As the frantic chase continues they will pick up other questers–a scheming salesman (ironically, the one person who probably wouldn’t have stopped to offer aid, but has made himself one of Smiler’s beneficiaries anyway), a vacationing British Army officer, a strong-but-stupid lifeguard, a pair of working-stiff taxi-drivers–and they will sustain massive losses to the possessions they started out with. All will lose their vehicles, and the dentist will lose the clothes on his back, or at least have them rendered useless by cascades of house paint. They will steal planes, wreck gas stations and hardware stores and cause general havoc to each other and to themselves. All will fittingly undergo “punishment” for their greed by being thrown, one-by-one from an out-of-control fire engine ladder.
And yet the core members of the group started with an impulse to do good, to render assistance. Even the veteran cop in charge of the operation to recover Smiler’s loot succumbs to greed and tries stealing it for himself. It would appear that Smiler’s blessing was actually a curse, leading only to broken bodies and destroyed lives–every one of these luckless clowns will face a variety of serious criminal charges. Careers are ended, and not just for the veteran cop.

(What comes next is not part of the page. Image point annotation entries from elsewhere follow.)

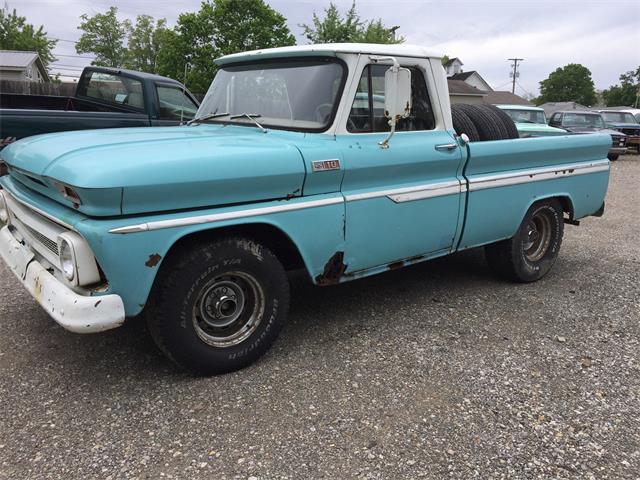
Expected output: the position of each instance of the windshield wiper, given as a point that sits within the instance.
(206, 117)
(252, 117)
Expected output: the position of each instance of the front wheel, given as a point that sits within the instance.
(531, 252)
(217, 307)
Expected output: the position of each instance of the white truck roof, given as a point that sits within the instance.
(324, 49)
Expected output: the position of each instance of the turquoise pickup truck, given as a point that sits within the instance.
(285, 167)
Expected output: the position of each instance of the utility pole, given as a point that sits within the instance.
(392, 30)
(515, 74)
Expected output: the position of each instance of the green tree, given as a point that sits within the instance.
(144, 41)
(626, 93)
(335, 28)
(17, 34)
(571, 83)
(104, 36)
(220, 27)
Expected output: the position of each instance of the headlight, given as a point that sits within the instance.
(67, 260)
(4, 213)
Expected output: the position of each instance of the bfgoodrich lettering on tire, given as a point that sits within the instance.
(531, 252)
(217, 307)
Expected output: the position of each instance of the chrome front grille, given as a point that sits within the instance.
(39, 231)
(631, 131)
(46, 242)
(618, 140)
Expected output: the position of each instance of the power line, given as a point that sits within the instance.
(71, 56)
(62, 40)
(515, 74)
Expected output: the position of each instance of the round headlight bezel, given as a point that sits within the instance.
(67, 259)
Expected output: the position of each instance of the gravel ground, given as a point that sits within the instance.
(435, 371)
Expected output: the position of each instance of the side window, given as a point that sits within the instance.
(115, 89)
(175, 104)
(367, 111)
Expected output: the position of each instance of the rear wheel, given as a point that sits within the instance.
(531, 252)
(217, 307)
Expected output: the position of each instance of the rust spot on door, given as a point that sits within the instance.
(333, 270)
(153, 260)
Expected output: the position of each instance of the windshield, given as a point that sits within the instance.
(618, 117)
(299, 94)
(583, 120)
(527, 116)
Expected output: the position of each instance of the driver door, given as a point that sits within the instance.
(402, 203)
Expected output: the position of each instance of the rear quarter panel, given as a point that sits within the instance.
(495, 210)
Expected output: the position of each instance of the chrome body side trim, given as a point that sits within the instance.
(397, 195)
(481, 182)
(433, 189)
(218, 217)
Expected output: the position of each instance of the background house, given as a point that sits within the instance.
(22, 66)
(462, 92)
(501, 97)
(453, 66)
(472, 78)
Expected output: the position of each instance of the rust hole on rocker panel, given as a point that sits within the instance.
(333, 270)
(153, 260)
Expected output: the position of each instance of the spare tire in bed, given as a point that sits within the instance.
(487, 123)
(507, 121)
(463, 124)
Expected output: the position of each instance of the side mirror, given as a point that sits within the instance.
(397, 97)
(397, 89)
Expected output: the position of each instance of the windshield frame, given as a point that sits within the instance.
(284, 61)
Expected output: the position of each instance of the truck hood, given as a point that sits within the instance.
(139, 170)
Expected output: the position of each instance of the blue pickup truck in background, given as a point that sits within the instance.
(284, 167)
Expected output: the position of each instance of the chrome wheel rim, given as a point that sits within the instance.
(228, 309)
(537, 237)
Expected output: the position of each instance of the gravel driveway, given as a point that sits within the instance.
(435, 371)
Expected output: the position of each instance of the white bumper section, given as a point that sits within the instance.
(77, 313)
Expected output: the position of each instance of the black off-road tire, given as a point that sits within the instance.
(206, 279)
(512, 259)
(507, 121)
(488, 125)
(463, 124)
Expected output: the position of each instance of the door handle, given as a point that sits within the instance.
(446, 146)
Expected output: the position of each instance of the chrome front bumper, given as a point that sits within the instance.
(74, 312)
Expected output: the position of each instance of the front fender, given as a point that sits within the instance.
(130, 261)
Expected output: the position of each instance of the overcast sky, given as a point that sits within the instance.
(602, 35)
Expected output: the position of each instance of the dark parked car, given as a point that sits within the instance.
(578, 121)
(105, 98)
(623, 122)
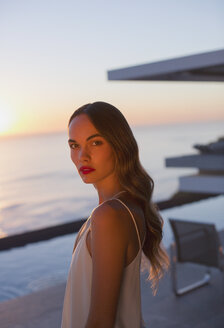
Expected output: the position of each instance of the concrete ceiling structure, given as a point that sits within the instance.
(202, 67)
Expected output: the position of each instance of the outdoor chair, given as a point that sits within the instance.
(195, 243)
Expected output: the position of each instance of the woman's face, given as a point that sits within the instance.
(92, 155)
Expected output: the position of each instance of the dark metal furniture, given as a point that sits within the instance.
(195, 243)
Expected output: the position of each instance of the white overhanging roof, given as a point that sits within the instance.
(207, 66)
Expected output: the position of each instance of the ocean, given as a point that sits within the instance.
(40, 186)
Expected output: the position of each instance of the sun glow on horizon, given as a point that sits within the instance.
(6, 119)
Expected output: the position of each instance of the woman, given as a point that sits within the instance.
(103, 286)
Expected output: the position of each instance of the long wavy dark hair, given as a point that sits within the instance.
(112, 125)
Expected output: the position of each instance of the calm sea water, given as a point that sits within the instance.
(39, 185)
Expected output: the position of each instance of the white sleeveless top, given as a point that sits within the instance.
(78, 287)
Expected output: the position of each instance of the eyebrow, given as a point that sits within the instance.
(90, 137)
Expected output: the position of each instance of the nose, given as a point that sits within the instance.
(83, 155)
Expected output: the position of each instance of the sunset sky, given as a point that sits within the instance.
(55, 56)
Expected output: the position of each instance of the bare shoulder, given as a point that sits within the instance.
(110, 216)
(109, 212)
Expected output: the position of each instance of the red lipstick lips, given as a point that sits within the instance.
(86, 169)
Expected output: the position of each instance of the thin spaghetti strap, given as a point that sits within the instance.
(139, 239)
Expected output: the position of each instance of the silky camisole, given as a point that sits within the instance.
(78, 288)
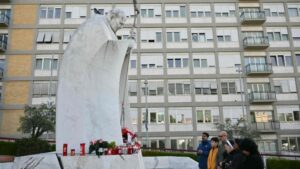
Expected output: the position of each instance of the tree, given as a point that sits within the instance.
(238, 130)
(38, 119)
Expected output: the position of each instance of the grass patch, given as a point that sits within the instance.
(275, 163)
(147, 153)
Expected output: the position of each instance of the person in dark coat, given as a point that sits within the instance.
(228, 155)
(203, 151)
(238, 157)
(253, 159)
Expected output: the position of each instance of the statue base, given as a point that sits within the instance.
(54, 161)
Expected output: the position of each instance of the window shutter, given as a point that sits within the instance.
(292, 85)
(55, 37)
(285, 86)
(206, 84)
(133, 87)
(48, 37)
(213, 85)
(152, 86)
(237, 86)
(37, 89)
(40, 38)
(67, 37)
(198, 84)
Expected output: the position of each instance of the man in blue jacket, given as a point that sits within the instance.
(203, 151)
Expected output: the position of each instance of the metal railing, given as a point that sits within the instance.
(266, 126)
(253, 16)
(259, 68)
(263, 96)
(277, 155)
(256, 41)
(4, 18)
(3, 42)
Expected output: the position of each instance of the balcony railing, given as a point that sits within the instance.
(262, 97)
(3, 42)
(259, 68)
(253, 17)
(266, 126)
(1, 73)
(4, 19)
(256, 42)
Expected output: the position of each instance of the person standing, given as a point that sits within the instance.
(203, 151)
(212, 157)
(253, 159)
(221, 147)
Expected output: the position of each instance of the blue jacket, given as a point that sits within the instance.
(205, 146)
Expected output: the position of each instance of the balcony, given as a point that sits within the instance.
(271, 126)
(4, 20)
(254, 17)
(1, 73)
(262, 97)
(256, 42)
(3, 42)
(259, 69)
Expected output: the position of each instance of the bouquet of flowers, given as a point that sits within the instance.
(101, 147)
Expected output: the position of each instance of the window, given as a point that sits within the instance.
(178, 62)
(204, 116)
(45, 64)
(75, 12)
(281, 60)
(293, 12)
(50, 12)
(274, 9)
(133, 64)
(277, 36)
(48, 37)
(195, 14)
(289, 117)
(182, 11)
(224, 38)
(180, 117)
(298, 59)
(202, 65)
(132, 88)
(147, 13)
(199, 37)
(285, 85)
(44, 88)
(154, 117)
(290, 143)
(176, 36)
(296, 33)
(155, 88)
(158, 36)
(225, 10)
(228, 88)
(179, 88)
(176, 11)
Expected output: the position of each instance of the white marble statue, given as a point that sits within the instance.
(92, 84)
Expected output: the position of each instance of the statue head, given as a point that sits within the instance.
(116, 19)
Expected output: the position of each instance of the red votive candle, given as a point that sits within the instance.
(82, 149)
(72, 152)
(65, 149)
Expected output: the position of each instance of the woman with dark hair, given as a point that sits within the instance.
(238, 158)
(227, 155)
(252, 159)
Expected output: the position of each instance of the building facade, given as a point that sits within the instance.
(205, 62)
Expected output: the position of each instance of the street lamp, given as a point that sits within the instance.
(146, 119)
(240, 71)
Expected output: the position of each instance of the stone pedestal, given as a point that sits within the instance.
(104, 162)
(51, 161)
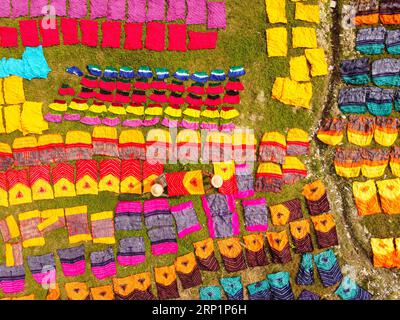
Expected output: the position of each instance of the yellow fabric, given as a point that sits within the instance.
(13, 90)
(277, 42)
(299, 69)
(316, 58)
(12, 118)
(292, 92)
(304, 37)
(276, 11)
(307, 12)
(32, 120)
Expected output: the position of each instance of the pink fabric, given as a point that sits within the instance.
(196, 12)
(74, 269)
(116, 9)
(136, 11)
(131, 261)
(176, 10)
(20, 8)
(155, 10)
(98, 9)
(164, 248)
(77, 8)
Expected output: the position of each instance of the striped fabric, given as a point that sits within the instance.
(167, 287)
(232, 254)
(39, 180)
(131, 177)
(131, 251)
(128, 216)
(328, 268)
(204, 251)
(103, 263)
(110, 175)
(64, 180)
(232, 287)
(86, 177)
(73, 261)
(188, 271)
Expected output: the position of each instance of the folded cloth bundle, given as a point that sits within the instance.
(131, 251)
(73, 261)
(103, 263)
(188, 271)
(128, 216)
(167, 287)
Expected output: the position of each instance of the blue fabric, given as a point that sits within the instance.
(32, 65)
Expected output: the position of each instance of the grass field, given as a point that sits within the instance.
(243, 43)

I think that the one image from the film that sticks with me longest was a throw-away. Kramer wanted to cast as many famous comics as he could into his cautionary epic, and so Buster Keaton, genius of physical comedy and icon of Silent Comedy second only to Chaplin, turns up as “Jimmy the crook,” apparently in cahoots with the cop and perhaps an old crony of Smiler’s. His job is to help the cop ditch his official car and pick up a get-away vehicle, but in the ensuing chaos nothing goes as planned. Realizing that they have been duped, the questers, now crammed into two taxis take off in hot pursuit of the fleeing cop and there is no chance to make the switch. So poor Jimmy, totally befuddled, stands in the highway turning this way and that as the cars speed past him. It seems to me that Jimmy is a lot like a stand-in for the audience.